Ideas for Extravagant Tropical Containers

Ideas for Extravagant Tropical Containers

Iit’s one thing to make beautiful containers with your favorite plants, but why stop? Bold textures, unusual shapes and unexpected colors can increase the volume of any arrangement. That’s why, at Tangletown Gardens in Minneapolis, we like to push our container designs above it with remarkable tropical plants. Whether they feature unusual selections or reinvent old favorite houseplants, these combinations are a great way to make sure your pots are exceptionally fun and eye-catching this season.

Let yourself be inspired by the color of your container

Large tropical plants can easily be used to create a living environment. Try to place a unique plant that you want to highlight at the center of your design and take inspiration from your container to ensure that it is the center of attention. The sloppy painter croton stretches up and down and matches the bright yellow of this container, creating a neon-colored entourage, while the underlying foliage of a series of watermelons reflects the color pattern on the leaves of the croton, but with an inversion of the color palette. This frame emphasizes the striking contrast of the large luminous leaves of the caladium “Florida Moonlight”, founded by the finer texture and the dark color of the begonia “Black Velvet”.

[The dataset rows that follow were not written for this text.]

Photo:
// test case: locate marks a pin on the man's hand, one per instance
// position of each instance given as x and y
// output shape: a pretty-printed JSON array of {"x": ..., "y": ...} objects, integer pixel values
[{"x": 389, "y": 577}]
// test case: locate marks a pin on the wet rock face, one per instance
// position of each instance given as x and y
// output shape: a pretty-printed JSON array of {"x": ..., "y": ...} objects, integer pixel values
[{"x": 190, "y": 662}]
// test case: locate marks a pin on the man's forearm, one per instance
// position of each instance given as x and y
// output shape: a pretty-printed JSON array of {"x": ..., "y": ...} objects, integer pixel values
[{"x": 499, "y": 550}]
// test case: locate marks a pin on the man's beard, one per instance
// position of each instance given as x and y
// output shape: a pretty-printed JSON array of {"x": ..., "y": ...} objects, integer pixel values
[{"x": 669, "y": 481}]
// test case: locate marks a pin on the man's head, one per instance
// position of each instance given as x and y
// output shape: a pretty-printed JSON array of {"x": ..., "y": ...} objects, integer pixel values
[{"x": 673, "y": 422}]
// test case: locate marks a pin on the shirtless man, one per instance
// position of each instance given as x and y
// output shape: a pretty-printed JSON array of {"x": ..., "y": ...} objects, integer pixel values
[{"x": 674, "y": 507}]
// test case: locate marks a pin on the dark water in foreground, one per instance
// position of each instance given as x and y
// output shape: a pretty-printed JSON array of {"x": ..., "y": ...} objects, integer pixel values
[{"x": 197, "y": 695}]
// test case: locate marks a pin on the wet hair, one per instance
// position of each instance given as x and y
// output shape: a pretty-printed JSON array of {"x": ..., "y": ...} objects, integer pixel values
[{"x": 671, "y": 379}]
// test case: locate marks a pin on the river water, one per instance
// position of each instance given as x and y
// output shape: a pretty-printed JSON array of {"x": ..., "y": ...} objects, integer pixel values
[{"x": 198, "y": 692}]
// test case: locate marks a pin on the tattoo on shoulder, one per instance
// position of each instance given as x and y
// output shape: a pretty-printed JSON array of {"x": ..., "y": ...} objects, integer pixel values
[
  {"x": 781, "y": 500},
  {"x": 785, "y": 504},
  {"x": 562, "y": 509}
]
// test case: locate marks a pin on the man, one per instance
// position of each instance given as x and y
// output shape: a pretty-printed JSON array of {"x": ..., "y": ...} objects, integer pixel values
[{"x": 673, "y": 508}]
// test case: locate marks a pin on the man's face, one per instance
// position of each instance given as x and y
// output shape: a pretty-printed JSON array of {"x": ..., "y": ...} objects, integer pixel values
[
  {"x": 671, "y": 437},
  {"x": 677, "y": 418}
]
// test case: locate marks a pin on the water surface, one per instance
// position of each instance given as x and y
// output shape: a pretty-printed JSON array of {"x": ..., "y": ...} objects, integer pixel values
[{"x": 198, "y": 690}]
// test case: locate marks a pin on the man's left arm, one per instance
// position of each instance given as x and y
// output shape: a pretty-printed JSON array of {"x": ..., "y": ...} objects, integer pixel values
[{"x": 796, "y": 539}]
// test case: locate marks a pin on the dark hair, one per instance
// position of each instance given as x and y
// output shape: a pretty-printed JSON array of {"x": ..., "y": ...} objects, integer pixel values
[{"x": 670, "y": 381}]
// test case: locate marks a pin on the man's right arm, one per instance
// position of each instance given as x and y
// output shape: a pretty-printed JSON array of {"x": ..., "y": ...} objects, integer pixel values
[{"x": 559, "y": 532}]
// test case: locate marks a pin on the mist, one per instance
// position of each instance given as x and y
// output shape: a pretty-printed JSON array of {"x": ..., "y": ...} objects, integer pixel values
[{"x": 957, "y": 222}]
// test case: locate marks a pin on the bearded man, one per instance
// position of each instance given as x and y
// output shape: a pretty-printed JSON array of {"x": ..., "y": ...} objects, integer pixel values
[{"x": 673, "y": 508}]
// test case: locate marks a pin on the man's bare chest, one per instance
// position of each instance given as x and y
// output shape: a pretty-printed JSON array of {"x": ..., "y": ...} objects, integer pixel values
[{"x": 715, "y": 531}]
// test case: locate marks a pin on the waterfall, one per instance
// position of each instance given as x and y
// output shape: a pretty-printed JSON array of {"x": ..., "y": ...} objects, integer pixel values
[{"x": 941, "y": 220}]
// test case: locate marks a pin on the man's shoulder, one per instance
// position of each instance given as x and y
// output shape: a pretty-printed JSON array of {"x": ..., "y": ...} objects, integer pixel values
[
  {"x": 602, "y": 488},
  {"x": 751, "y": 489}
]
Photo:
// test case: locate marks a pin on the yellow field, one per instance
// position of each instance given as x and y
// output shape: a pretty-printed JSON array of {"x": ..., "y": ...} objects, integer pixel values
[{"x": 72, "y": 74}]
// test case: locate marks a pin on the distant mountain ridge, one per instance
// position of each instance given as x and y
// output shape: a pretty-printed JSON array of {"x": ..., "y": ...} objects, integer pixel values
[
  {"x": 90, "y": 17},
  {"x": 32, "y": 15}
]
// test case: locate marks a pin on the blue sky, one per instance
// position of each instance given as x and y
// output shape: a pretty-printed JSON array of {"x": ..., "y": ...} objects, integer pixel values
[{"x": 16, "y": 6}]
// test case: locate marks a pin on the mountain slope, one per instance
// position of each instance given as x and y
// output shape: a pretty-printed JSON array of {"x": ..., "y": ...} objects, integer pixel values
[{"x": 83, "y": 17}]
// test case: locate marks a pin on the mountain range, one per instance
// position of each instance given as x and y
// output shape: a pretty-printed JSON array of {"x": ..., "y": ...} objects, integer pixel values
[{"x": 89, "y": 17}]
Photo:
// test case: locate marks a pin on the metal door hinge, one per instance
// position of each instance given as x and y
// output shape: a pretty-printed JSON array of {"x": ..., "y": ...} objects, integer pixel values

Collect a palette of coordinated patterns

A great way to create a coherent container is to work with a single type of plant in a multitude of varieties. For example, a collection of calatheas (and a cousin of prayer plants) with their pleasant array of patterns and habits fills this basket arrangement with lush tropical abundance. Throw out the recipe book and choose the plants that are related. Then play with the sizes, textures and colors to create a grouping that highlights both their similarities and their differences.

Set vibrant hues on a green background

Nothing is more tropical than a great burst of color. The cordyline “Maria” brings warmth to the larger container, and the same shades of pink are captured by the caladium “Miss Muffet” in the smaller jar. Indoor plants like satin pothos and the maiden-haired vine add an extra punch of texture, and the fine foliage of the maiden-haired vine echoes that of the perils of artillery. To keep the focus on the warm pink highlights, the colorful stars of the show are placed on a green background of rustic kiwi vine and bromeliads.

Make a combo that absorbs the sun

The design of an outdoor container gives us the freedom to push the limits of each plant’s favorite ecological niche. Although we would never find hard hives “blue arrows” and Kalanchoe “Flapjacks” together in the wild, they are able to grow together harmoniously for the season, mated in a container in full sun to moderate that receives a lot of water. Including a single succulent in a tropical container attracts attention and creates a playful feeling due to the unexpected nature of the addition. Despite what many people think, almost all succulents go well with other annuals and tropics in a seasonal container. Make sure that the container receives at least six hours of direct light per day.